Mechanism of Action: Cyclin dependent kinase (CDK) 4/6 inhibition
Discovery: LEE011 (ribociclib) was developed by Novartis Institutes for BioMedical Research (NIBR) under a research collaboration with Astex announced in December 2005.
How this therapy can help
LEE011 is a selective CDK inhibitor, a new class of drugs that help slow the progression of cancer by inhibiting two proteins called CDK 4 and 6 (CDK4/6). These proteins, when over-activated in a cell, can enable cancer cells to grow and divide too quickly.
LEE011 is currently being evaluated by Novartis in combination with endocrine agents as part of the MONALEESA (Mammary ONcology Assessment of LEE011’s Efficacy and SAfety) clinical trial program.
MONALEESA-2 is a Phase 3 randomized, double blind, placebo controlled, multicenter global registration trial to evaluate the safety and efficacy of LEE011 in combination with letrozole compared to letrozole alone in postmenopausal women with HR+/HER2- advanced breast cancer who received no prior therapy for their advanced breast cancer. MONALEESA-2 met the primary endpoint of clinically meaningful improvement in PFS at the pre-planned interim analysis and is continuing to assess overall survival data.
MONALEESA-3 is a trial evaluating LEE011 in combination with fulvestrant compared to fulvestrant alone in men and post-menopausal women with HR+/HER2- advanced breast cancer who have received no or a maximum of one prior endocrine therapy. MONALEESA-3 is fully enrolled.

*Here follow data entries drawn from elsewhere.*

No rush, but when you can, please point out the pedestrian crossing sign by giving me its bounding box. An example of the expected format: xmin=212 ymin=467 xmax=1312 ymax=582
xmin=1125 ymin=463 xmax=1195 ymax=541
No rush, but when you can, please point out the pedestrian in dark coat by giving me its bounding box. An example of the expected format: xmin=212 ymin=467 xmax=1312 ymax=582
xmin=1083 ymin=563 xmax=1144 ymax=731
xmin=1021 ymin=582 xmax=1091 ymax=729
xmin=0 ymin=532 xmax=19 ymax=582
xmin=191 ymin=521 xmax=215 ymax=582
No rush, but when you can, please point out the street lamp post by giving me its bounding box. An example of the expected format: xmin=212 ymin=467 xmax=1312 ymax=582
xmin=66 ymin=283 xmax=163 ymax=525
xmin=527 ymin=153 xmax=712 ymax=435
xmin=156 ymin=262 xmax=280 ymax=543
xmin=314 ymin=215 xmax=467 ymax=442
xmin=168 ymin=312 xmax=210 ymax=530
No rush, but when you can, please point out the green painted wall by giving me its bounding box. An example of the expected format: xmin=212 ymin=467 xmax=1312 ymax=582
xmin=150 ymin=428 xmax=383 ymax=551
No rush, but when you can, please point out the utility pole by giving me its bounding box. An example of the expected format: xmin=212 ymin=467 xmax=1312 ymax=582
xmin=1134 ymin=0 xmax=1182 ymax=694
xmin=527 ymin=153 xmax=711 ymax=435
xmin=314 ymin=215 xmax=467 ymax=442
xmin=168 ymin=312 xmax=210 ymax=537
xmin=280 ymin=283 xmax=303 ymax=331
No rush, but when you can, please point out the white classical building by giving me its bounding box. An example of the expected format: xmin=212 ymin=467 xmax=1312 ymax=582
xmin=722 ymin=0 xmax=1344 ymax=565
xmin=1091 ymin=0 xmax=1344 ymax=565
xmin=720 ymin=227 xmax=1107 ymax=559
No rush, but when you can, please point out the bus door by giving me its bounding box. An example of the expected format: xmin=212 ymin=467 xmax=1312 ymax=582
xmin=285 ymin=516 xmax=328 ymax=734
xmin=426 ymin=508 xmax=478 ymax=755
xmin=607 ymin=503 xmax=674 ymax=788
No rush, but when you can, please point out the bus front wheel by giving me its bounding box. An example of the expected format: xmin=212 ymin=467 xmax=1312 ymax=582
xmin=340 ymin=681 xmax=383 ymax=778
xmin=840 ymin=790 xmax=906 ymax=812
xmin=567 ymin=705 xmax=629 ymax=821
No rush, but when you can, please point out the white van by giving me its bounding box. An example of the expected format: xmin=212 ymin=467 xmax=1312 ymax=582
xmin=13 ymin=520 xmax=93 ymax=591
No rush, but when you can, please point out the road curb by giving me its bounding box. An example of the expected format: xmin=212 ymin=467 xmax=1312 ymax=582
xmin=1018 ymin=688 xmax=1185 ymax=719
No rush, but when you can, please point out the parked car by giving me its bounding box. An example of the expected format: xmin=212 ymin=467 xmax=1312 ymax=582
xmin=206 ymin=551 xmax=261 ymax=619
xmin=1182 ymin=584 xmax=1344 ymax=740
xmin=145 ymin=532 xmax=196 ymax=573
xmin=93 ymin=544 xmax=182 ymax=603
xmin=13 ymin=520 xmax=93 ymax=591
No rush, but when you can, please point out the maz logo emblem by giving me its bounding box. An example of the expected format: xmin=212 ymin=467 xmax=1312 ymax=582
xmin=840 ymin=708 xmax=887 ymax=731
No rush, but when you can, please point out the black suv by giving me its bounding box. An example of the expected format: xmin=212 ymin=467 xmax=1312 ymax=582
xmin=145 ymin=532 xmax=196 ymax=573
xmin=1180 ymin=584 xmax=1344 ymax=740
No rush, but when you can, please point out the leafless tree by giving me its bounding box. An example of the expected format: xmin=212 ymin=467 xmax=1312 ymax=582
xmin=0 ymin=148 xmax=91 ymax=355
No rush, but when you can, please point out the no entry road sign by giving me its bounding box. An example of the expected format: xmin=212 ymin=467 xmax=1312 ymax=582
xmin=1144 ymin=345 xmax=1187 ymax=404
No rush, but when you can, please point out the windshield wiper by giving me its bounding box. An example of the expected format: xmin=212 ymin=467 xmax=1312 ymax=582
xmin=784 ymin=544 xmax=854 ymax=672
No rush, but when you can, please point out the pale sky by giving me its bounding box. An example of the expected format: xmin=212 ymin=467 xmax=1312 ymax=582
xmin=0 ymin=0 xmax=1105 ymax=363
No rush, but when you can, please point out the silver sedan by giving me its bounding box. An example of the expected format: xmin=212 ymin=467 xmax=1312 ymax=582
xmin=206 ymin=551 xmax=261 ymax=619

MONALEESA-7 is a trial investigating LEE011 in combination with endocrine therapy and goserelin compared to endocrine therapy and goserelin alone in pre-menopausal women with HR+/HER2- advanced breast cancer who have not previously received endocrine therapy. MONALEESA-7 is fully enrolled and is the only Phase 3 study that focuses solely on pre- and peri-menopausal women with advanced breast cancer.
LEE011 received Breakthrough Therapy designation from the FDA in August 2016 and was granted Priority Review of the IND filing by the FDA in November 2016. LEE011 is not approved for any indication in any market at this time.